Independent films get made, often miraculously, and we cover those films here at Filmmaker. But what about all those other projects that never, despite the best of intentions, make it through production, much less hit theaters? In this new series, “Letters from Blocked Filmmakers,” we’ll be hearing from directors who have struggled for years to realize their films only to come up short. Is the system to blame? Bad luck? Themselves? I’ll let the filmmakers answer these questions in their own words.
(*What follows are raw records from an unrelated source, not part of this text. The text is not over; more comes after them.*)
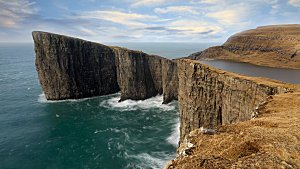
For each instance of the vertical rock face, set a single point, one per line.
(209, 97)
(139, 74)
(170, 80)
(73, 68)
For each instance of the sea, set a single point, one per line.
(90, 133)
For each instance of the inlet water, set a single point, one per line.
(88, 133)
(282, 74)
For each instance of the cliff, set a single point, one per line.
(213, 107)
(274, 46)
(210, 97)
(272, 140)
(71, 68)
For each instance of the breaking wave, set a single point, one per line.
(146, 160)
(42, 99)
(127, 105)
(174, 137)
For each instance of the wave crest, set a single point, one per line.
(127, 105)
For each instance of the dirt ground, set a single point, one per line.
(271, 140)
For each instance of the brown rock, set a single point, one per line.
(210, 97)
(71, 68)
(274, 46)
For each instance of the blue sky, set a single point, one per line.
(142, 20)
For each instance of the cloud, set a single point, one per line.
(176, 9)
(210, 1)
(233, 15)
(140, 3)
(87, 32)
(295, 3)
(192, 27)
(123, 18)
(13, 12)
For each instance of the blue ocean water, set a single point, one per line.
(89, 133)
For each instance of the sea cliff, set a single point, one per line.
(232, 121)
(71, 68)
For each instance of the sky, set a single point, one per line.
(142, 20)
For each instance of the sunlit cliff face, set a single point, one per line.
(142, 20)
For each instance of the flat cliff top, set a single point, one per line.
(273, 46)
(272, 140)
(259, 80)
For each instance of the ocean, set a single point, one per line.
(88, 133)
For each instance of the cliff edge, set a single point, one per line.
(273, 46)
(71, 68)
(229, 120)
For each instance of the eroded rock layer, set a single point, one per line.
(272, 140)
(275, 46)
(139, 74)
(210, 97)
(169, 80)
(71, 68)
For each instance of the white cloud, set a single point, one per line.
(87, 31)
(192, 27)
(15, 11)
(139, 3)
(210, 1)
(123, 18)
(176, 9)
(234, 15)
(295, 3)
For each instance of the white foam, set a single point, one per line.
(146, 160)
(154, 102)
(42, 99)
(174, 137)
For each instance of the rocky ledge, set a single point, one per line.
(71, 68)
(274, 46)
(232, 121)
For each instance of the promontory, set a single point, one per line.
(227, 120)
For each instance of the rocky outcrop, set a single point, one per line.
(272, 140)
(210, 97)
(71, 68)
(169, 80)
(139, 74)
(274, 46)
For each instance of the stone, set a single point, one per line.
(273, 46)
(71, 68)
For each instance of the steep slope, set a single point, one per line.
(71, 68)
(274, 46)
(209, 97)
(270, 141)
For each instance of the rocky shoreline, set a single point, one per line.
(71, 68)
(226, 119)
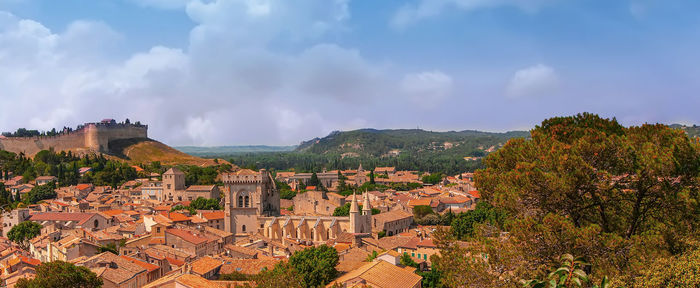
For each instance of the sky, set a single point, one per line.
(277, 72)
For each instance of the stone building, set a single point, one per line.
(319, 228)
(317, 203)
(249, 195)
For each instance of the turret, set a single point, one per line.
(366, 207)
(355, 223)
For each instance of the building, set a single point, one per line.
(319, 228)
(250, 195)
(380, 274)
(43, 180)
(317, 203)
(12, 218)
(173, 184)
(205, 191)
(392, 222)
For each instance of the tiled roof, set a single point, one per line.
(205, 264)
(187, 236)
(80, 218)
(247, 266)
(216, 215)
(148, 266)
(382, 274)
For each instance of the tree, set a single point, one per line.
(677, 271)
(23, 232)
(315, 265)
(59, 274)
(283, 275)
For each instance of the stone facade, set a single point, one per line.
(249, 195)
(94, 137)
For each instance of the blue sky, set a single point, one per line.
(229, 72)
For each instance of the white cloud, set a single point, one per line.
(422, 9)
(533, 81)
(228, 86)
(427, 89)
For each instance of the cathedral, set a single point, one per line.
(252, 204)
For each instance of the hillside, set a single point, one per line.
(692, 131)
(388, 143)
(144, 150)
(229, 150)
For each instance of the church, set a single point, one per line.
(252, 204)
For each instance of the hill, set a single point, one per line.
(145, 150)
(692, 131)
(392, 142)
(229, 150)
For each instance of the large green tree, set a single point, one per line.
(315, 265)
(59, 274)
(619, 196)
(23, 232)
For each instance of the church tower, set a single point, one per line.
(355, 217)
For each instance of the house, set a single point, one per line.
(206, 267)
(205, 191)
(43, 180)
(392, 222)
(419, 248)
(380, 274)
(92, 221)
(116, 271)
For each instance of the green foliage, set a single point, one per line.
(202, 203)
(234, 276)
(371, 256)
(23, 232)
(464, 224)
(433, 178)
(183, 207)
(621, 196)
(315, 265)
(345, 210)
(59, 274)
(39, 193)
(285, 190)
(419, 211)
(678, 271)
(406, 260)
(283, 275)
(110, 247)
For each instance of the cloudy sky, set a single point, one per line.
(234, 72)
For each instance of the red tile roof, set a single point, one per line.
(187, 236)
(216, 215)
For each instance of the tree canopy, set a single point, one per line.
(59, 274)
(23, 232)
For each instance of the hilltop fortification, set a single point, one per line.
(89, 137)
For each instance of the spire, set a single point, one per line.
(366, 206)
(353, 204)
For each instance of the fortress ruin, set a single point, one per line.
(89, 137)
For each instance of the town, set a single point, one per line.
(154, 230)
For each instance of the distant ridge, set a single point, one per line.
(228, 150)
(388, 142)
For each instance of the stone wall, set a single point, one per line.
(91, 137)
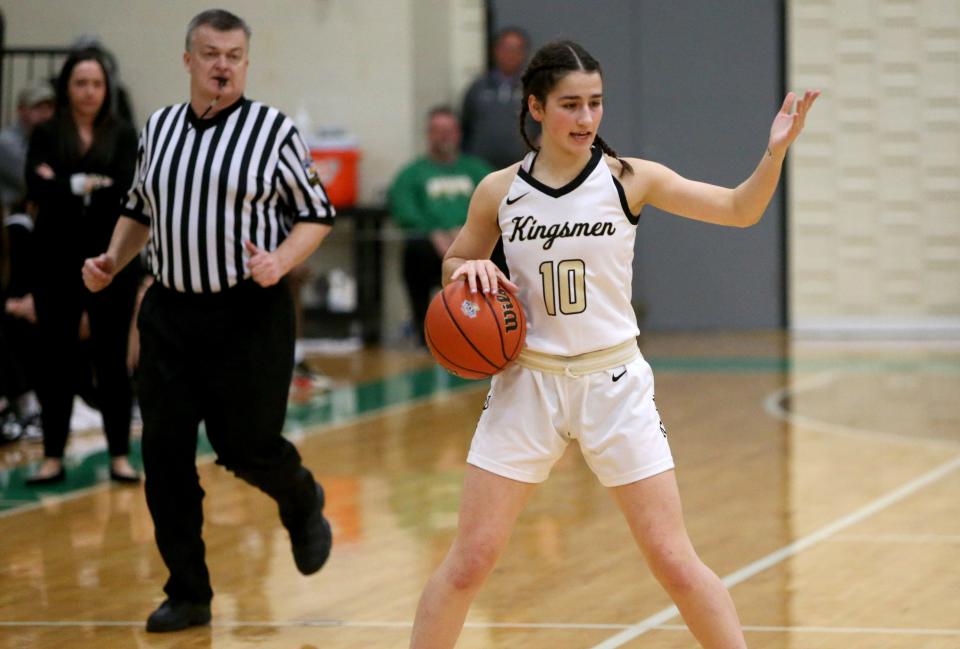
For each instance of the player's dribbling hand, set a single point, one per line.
(264, 266)
(97, 272)
(485, 273)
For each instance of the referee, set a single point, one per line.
(229, 201)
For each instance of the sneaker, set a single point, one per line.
(177, 614)
(312, 539)
(32, 428)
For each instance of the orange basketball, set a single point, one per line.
(474, 335)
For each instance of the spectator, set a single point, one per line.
(429, 200)
(490, 106)
(78, 166)
(19, 407)
(34, 106)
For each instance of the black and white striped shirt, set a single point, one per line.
(206, 186)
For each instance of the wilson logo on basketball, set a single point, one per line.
(474, 334)
(470, 309)
(509, 311)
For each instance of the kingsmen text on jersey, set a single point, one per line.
(206, 186)
(571, 252)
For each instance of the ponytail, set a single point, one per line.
(625, 167)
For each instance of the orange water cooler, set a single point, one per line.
(337, 158)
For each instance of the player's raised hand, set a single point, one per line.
(264, 266)
(484, 273)
(787, 125)
(98, 272)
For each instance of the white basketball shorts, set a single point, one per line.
(530, 416)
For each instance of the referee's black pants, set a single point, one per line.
(225, 359)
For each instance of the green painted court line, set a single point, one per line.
(333, 407)
(345, 404)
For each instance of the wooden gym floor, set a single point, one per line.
(820, 480)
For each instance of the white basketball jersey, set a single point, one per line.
(570, 250)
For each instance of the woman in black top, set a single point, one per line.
(79, 166)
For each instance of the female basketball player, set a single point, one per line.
(566, 214)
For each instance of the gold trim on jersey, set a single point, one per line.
(581, 364)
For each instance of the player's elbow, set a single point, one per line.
(748, 219)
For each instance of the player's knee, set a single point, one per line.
(676, 572)
(470, 566)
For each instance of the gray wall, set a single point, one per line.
(693, 84)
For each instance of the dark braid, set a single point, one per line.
(549, 65)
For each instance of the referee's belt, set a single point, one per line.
(581, 364)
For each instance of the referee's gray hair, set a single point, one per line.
(219, 19)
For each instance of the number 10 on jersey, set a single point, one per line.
(566, 287)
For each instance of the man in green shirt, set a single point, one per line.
(429, 200)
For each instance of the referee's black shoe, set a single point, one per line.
(311, 539)
(177, 614)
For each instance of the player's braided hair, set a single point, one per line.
(551, 63)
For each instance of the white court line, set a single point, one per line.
(831, 629)
(792, 549)
(773, 405)
(291, 624)
(896, 538)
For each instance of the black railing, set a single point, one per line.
(20, 66)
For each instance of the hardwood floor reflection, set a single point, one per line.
(851, 450)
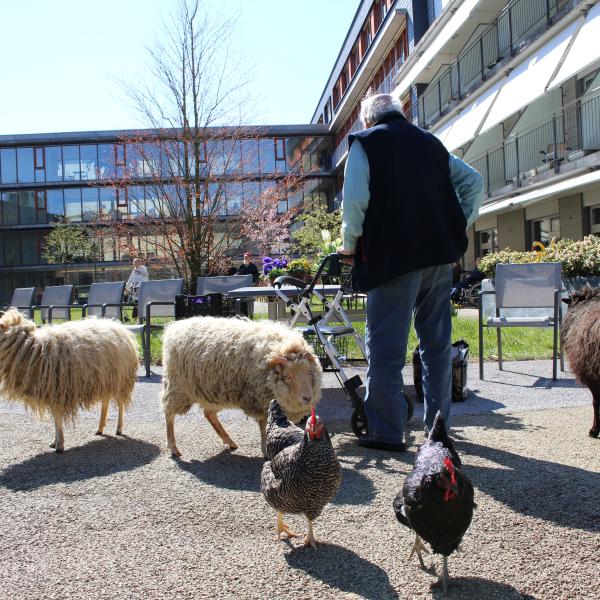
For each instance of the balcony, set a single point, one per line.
(557, 145)
(508, 35)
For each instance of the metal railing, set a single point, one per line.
(542, 148)
(504, 38)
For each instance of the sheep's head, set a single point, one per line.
(295, 380)
(582, 295)
(13, 318)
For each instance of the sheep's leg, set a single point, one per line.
(103, 416)
(59, 438)
(262, 425)
(170, 419)
(121, 418)
(212, 418)
(595, 430)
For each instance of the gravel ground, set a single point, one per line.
(118, 518)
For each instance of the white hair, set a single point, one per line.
(374, 108)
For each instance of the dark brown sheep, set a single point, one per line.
(580, 340)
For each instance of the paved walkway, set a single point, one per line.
(118, 518)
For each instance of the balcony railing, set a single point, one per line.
(544, 148)
(505, 37)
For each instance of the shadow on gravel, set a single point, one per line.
(343, 569)
(476, 589)
(567, 496)
(98, 458)
(236, 472)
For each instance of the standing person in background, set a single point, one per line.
(139, 273)
(406, 206)
(248, 267)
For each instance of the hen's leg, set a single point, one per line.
(309, 540)
(212, 418)
(595, 430)
(445, 574)
(103, 415)
(417, 548)
(283, 528)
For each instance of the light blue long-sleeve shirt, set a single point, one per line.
(467, 182)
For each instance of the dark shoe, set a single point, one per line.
(368, 442)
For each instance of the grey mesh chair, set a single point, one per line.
(22, 299)
(105, 300)
(525, 296)
(156, 299)
(225, 283)
(55, 304)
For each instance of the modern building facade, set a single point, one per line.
(512, 87)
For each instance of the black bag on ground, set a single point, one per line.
(460, 360)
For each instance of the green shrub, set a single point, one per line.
(579, 258)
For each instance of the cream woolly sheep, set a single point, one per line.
(580, 340)
(236, 363)
(58, 369)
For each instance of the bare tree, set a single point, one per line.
(182, 177)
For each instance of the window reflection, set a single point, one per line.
(25, 165)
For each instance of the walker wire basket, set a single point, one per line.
(210, 305)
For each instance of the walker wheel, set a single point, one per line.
(359, 424)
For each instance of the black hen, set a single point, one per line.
(436, 500)
(302, 473)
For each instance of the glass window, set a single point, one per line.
(89, 161)
(54, 203)
(106, 160)
(72, 170)
(108, 203)
(266, 151)
(54, 168)
(10, 208)
(250, 162)
(26, 208)
(293, 148)
(8, 165)
(25, 165)
(29, 248)
(89, 201)
(73, 204)
(12, 251)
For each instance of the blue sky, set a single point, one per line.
(62, 59)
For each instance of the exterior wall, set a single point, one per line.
(571, 217)
(511, 230)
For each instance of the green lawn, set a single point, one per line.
(518, 343)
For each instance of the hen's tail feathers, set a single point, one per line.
(438, 433)
(399, 510)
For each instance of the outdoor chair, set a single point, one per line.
(105, 300)
(527, 295)
(56, 303)
(156, 299)
(225, 283)
(22, 299)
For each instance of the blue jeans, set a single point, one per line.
(426, 293)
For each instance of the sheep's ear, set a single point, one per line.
(277, 363)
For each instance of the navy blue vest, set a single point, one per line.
(414, 219)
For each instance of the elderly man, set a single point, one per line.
(406, 206)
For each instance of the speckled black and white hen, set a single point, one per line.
(303, 473)
(436, 500)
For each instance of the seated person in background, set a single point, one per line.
(473, 277)
(248, 267)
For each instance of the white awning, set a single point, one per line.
(528, 81)
(544, 192)
(465, 125)
(584, 50)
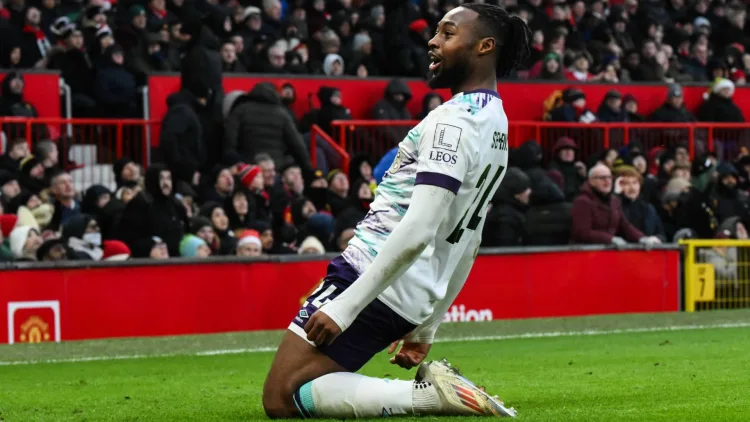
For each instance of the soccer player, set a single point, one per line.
(412, 253)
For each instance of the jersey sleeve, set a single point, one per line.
(444, 151)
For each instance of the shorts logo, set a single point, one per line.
(446, 137)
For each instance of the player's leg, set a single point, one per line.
(296, 362)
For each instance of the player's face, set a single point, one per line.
(450, 49)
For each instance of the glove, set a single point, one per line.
(619, 241)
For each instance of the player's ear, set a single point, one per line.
(486, 46)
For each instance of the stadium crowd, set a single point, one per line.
(234, 175)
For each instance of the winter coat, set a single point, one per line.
(261, 125)
(669, 114)
(643, 217)
(597, 219)
(181, 138)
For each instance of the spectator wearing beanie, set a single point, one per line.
(24, 242)
(32, 175)
(193, 246)
(639, 213)
(84, 237)
(311, 246)
(114, 250)
(115, 87)
(249, 244)
(150, 247)
(202, 227)
(127, 170)
(182, 137)
(240, 209)
(506, 221)
(261, 124)
(219, 221)
(597, 214)
(564, 161)
(54, 250)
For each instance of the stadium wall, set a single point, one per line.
(148, 298)
(42, 89)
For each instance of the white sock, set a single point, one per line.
(344, 395)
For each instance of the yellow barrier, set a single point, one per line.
(717, 274)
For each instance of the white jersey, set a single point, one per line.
(461, 146)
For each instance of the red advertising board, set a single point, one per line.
(157, 300)
(524, 101)
(43, 91)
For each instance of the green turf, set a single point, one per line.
(669, 375)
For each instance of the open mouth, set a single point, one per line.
(435, 63)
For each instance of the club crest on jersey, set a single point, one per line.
(446, 137)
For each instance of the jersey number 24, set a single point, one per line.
(475, 219)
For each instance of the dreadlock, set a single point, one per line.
(511, 35)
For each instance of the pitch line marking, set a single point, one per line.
(552, 334)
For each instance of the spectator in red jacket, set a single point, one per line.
(597, 214)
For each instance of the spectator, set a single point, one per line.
(611, 111)
(182, 140)
(150, 247)
(729, 200)
(192, 246)
(84, 237)
(719, 106)
(229, 60)
(64, 194)
(24, 242)
(673, 110)
(249, 244)
(114, 250)
(54, 250)
(572, 171)
(630, 104)
(262, 125)
(34, 43)
(126, 170)
(573, 108)
(552, 69)
(506, 220)
(240, 209)
(9, 187)
(638, 212)
(32, 175)
(219, 221)
(597, 214)
(333, 65)
(115, 87)
(17, 150)
(311, 246)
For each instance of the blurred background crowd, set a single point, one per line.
(233, 176)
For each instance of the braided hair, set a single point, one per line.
(511, 35)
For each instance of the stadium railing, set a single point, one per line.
(86, 147)
(337, 154)
(375, 137)
(716, 274)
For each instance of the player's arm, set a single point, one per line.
(437, 183)
(425, 333)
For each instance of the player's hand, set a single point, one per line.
(410, 354)
(321, 329)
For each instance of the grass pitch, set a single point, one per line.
(666, 367)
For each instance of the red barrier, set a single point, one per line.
(522, 100)
(43, 91)
(376, 137)
(87, 147)
(174, 299)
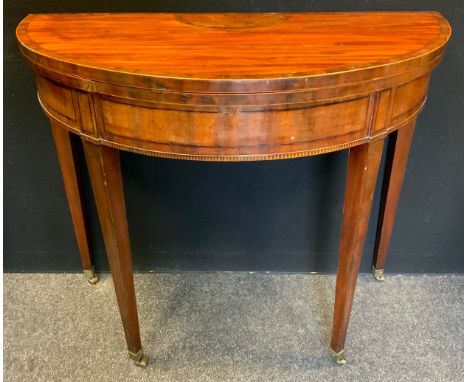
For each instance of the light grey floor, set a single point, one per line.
(232, 327)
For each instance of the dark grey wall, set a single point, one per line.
(278, 216)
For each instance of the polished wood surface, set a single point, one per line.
(68, 161)
(236, 87)
(104, 171)
(363, 166)
(399, 144)
(231, 87)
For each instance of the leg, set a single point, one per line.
(397, 155)
(104, 169)
(363, 165)
(71, 178)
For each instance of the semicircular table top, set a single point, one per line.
(234, 87)
(172, 51)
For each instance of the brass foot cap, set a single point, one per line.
(378, 274)
(91, 275)
(139, 358)
(339, 357)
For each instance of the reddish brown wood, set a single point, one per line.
(399, 144)
(237, 87)
(199, 52)
(104, 170)
(231, 87)
(363, 165)
(66, 153)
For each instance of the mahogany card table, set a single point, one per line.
(234, 87)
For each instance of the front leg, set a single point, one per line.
(66, 153)
(399, 143)
(363, 166)
(104, 170)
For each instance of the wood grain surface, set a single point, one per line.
(238, 87)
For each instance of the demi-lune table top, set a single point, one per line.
(234, 87)
(171, 51)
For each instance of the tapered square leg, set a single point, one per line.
(66, 153)
(399, 143)
(104, 170)
(363, 165)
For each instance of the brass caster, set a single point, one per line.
(378, 274)
(139, 358)
(339, 357)
(91, 275)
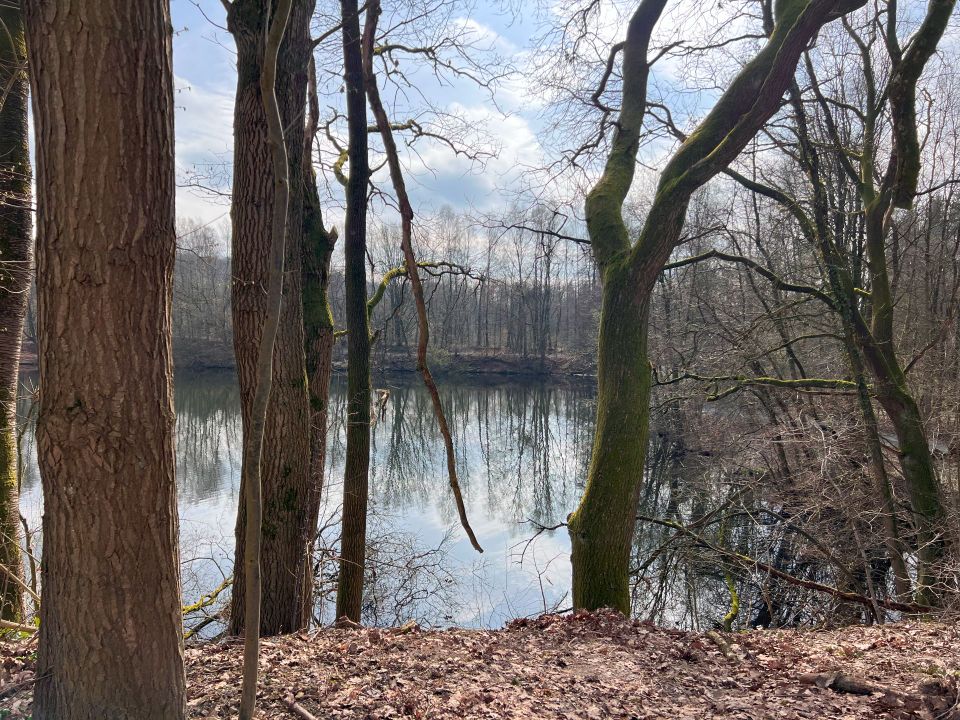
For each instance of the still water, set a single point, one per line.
(522, 451)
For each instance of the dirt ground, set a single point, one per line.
(590, 666)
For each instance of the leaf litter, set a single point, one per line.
(580, 666)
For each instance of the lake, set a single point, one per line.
(522, 453)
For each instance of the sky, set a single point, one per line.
(205, 77)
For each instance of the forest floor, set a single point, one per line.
(573, 667)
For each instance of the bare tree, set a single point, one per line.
(110, 622)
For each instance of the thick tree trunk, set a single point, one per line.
(601, 529)
(318, 338)
(285, 465)
(357, 468)
(110, 625)
(16, 258)
(916, 463)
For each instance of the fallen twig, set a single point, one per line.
(298, 709)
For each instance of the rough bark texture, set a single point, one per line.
(285, 465)
(16, 259)
(318, 330)
(357, 466)
(601, 529)
(110, 625)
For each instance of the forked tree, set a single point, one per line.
(110, 624)
(16, 258)
(285, 465)
(602, 527)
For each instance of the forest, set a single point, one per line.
(479, 359)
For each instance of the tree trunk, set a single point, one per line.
(357, 467)
(110, 624)
(253, 442)
(916, 463)
(285, 465)
(16, 258)
(601, 529)
(318, 329)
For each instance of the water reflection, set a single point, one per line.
(522, 449)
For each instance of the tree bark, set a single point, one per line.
(357, 467)
(285, 465)
(16, 259)
(110, 624)
(318, 330)
(601, 529)
(253, 443)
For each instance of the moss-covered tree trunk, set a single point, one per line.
(923, 487)
(318, 331)
(601, 529)
(357, 466)
(16, 259)
(285, 465)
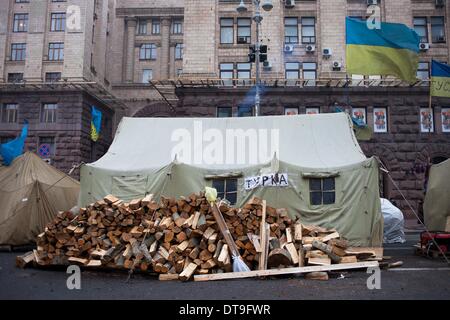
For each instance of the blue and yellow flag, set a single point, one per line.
(440, 80)
(96, 123)
(392, 50)
(14, 148)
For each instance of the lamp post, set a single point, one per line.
(257, 17)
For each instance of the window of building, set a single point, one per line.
(245, 111)
(9, 112)
(291, 111)
(226, 30)
(290, 30)
(156, 27)
(322, 191)
(52, 76)
(244, 70)
(58, 22)
(56, 51)
(142, 27)
(244, 30)
(224, 112)
(15, 77)
(420, 26)
(6, 139)
(179, 51)
(46, 146)
(177, 27)
(20, 22)
(423, 72)
(18, 51)
(226, 189)
(437, 30)
(308, 30)
(226, 71)
(292, 70)
(48, 112)
(147, 75)
(147, 51)
(309, 73)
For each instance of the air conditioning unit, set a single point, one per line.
(310, 48)
(337, 66)
(440, 3)
(289, 48)
(267, 65)
(327, 52)
(424, 46)
(289, 3)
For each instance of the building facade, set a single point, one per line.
(165, 58)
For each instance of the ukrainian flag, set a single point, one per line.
(392, 50)
(440, 80)
(96, 123)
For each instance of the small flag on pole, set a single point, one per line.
(392, 50)
(440, 80)
(12, 149)
(96, 123)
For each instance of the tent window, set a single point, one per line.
(226, 189)
(322, 191)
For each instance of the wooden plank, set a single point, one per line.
(264, 239)
(290, 247)
(168, 277)
(275, 272)
(333, 235)
(324, 261)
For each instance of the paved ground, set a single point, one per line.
(419, 278)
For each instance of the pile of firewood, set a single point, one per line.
(177, 238)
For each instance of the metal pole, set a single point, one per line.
(257, 19)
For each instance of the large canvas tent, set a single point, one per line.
(31, 194)
(175, 157)
(437, 199)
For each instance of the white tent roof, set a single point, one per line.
(310, 141)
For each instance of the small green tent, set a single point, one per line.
(31, 194)
(437, 199)
(311, 165)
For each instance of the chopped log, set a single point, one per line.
(188, 272)
(168, 277)
(279, 257)
(324, 261)
(290, 247)
(328, 250)
(317, 276)
(331, 236)
(298, 235)
(349, 259)
(24, 260)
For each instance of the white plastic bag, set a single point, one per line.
(394, 223)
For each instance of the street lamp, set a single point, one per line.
(267, 5)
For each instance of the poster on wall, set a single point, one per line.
(312, 110)
(426, 120)
(445, 113)
(380, 120)
(267, 180)
(291, 111)
(360, 115)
I’m happy to be opening this series with this letter from Drew Whitmire, who has been attempting to make a “Bela Tarr/Cassavetes hybrid” about a bi-polar woman for over a decade. Drew’s story addresses a type of behavior I’ve seen a lot (and, um, know very well): a relentless perfectionism that voids prior past accomplishments. I’ll let him explain further. — Scott Macaulay

Hi Scott,

I graduated from NYU Film and TV in the ’90s. The intention was to move back to Memphis and shoot a film with a newly purchased Arri 16BL and Nagra IV tape recorder. My film, Sapphire, was to be a kind of Bela Tarr/Cassavetes hybrid — stark, balletic sluggishness swirled with raw unpolished human energy. Unfiltered, improvisational tragic magic involving an under-medicated bipolar woman dealing with the death of her over-protective mother, all within the real-time confines of a bizarre two-hour wake.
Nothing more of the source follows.